Dördüncü kez deprem bölgesine gideceğim
İzleyeceği yol haritası ve destek için her partiyi ziyaret edip etmeyeceği sorulan Kılıçdaroğlu, önce deprem bölgesine gideceğini kaydetti.
CHP Genel Başkanı Kılıçdaroğlu, henüz tarihin belli olmadığını ancak dördüncü kez bölgeye gideceğini belirterek, şimdi barınma ve su gibi farklı sorunların da olduğunu anlattı.
Koşulların iyi olmadığını ve bir an önce iyileştirilmesi gerektiğini ifade eden Kılıçdaroğlu, Depremzedelerin sorunlarının dillendirildiği bir ortam olması gerekiyor, benim görevim de o sorunları dillendirmek, siyasal iktidarın görevi de o sorunlara çözüm üretmek. Ama şu ana kadar sağlıklı bir çözüm üretildiğini görmüyoruz. Çadırdan tutun, müdahaleye kadar pek çok alanda sorun var. Bir eşgüdüm eksikliği var, koordinasyon yok. diye konuştu.

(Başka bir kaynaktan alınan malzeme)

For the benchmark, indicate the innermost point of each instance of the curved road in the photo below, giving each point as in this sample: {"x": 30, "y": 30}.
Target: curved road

Konuyla ilgili sorunları çözmek için bir çalışmaları olup olmadığının sorulması üzerine Kılıçdaroğlu, çalışmalarının bulunduğunu, konuyla ilgili jeofizik uzmanlarını, mimarları, mühendisleri dinlediklerini aktardı.
Onların da farklı bir pencereden baktığını anlatan Kılıçdaroğlu, Bizim aklımıza gelmeyen, çevre mühendisinin aklına gelebiliyor. Bunların bütüncül bir anlayışla ele alınıp çözülmesi lazım. dedi.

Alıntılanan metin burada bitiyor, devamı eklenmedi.